Je ne haïssais pas les vacances d'été -au contraire, j'étais bien contente de leur venue, même si j'avais passé une formidable année- mais, une fois le mois de juillet passé, je devais avouer qu'elles tiraient en longueur. Sans nul doute était-ce lié au fait que je n'avais plus de but. Je flottais dans la confusion : mon cerveau ne cessait de s'embrumer. J'avais sans nul doute besoin de repos mais au grand jamais je ne l'aurais avoué : la moindre pause que je m'octroyais était pour moi un échec.

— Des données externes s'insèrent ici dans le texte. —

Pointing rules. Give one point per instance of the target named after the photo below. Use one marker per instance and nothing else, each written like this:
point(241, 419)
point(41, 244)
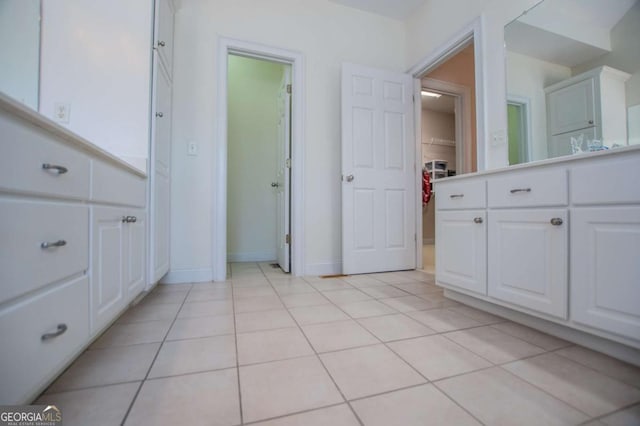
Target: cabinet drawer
point(26, 149)
point(24, 264)
point(29, 362)
point(116, 186)
point(607, 181)
point(460, 195)
point(540, 188)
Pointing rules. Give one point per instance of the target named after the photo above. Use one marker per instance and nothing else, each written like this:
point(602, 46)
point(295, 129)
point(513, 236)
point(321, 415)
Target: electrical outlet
point(61, 112)
point(192, 148)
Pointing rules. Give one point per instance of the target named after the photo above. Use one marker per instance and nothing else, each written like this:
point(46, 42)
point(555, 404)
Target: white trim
point(252, 257)
point(315, 269)
point(219, 176)
point(472, 31)
point(178, 276)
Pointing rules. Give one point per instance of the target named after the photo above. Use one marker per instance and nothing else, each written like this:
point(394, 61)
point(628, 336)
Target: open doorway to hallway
point(447, 130)
point(258, 173)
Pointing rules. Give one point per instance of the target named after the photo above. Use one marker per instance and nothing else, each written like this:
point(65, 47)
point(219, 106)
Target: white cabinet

Installée sur mon lit à ms tourner les pouces, pesant contre le soleil trop chaud qui caressait ma peau et la moiteur de l'air, j'hésitais entre déprimer sur la rentrée à venir ou sur la hâte de la fin des vacances. Les plaids étendus sur la couverture accentuaient les gouttes de sueur qui perlaient dans mon dos et au creux de mes paumes.

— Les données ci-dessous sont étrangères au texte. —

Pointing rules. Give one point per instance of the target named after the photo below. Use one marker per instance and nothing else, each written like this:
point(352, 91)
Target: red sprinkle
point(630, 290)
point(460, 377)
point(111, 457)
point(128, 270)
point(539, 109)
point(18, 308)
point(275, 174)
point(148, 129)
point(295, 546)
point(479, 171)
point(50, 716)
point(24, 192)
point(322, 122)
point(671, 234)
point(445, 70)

Au moins, tu auras un but à la rentrée, souffla une petite voix dans ma tête, bien vite controversée par une autre :
mais... et si tu étais dans une mauvaise classe, loin de tous tes amis ? Et si tu étais seule ? L'inspiration fuirait bien vite... Je ne pus m'empêcher de serrer les dents et me relevait sur les coudes. Le soleil filtrant à travers les stores m'éblouit et je m'astreignit à me relever. A peine eus-je posé les pieds au sol que je tournais déjà en rond entre les murs immaculés de ma chambre. Je n'avais envie que d'une chose : retrouver le souffle qui m'avait porté tout le mois de juillet. Je savais malheureusement que c'était impossible avant septembre. D'un autre côté, j'attendais un mal. Les deux problèmes ne possédaient qu'une seule solution : la patience. Une qualité dont j'étais dénuée mais que j'appréciais presque autant que la franchise et la persévérance.
Une voix douce me tira de ma torpeur.
— Para ? Viens !
Je m’exécutai, titillée par la curiosité. Si ma mère m'appelait, c'était pour une bonne raison. Remplie d'espoir, je me hâtai de dévaler les escaliers de bois sombre pour déboucher dans le salon.

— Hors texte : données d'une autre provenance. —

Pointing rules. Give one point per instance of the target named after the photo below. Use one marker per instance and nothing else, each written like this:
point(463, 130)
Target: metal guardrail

— Tu te souviens du centre équestre que nous avons vu ?
— Bien sûr ! m'exclamai-je. Pourq...
— J'ai pensé que tu voudrais y faire un tour. Cela fait trois mois que tu n'as pas vu un cheval et tu ne sors plus depuis des semaines... Je veux bien que tu attendes ta lettre de Poudlard mais ce n'est pas la peine de t'immiscer dans le rôle de Harry !
Je pouffai. Elle disait vrai : depuis juillet, j'étais à peine sortie. Dans mes fréquents moment d'ennui, je relisais la célèbre saga de J.K Rowling et cela devenait sujet de discussion et de plaisanteries entre nous.
— C'est d'accord !
— Tu y vas comme ça ?
— Ben... bafouillai-je. Oui, pourquoi ? Je monte ?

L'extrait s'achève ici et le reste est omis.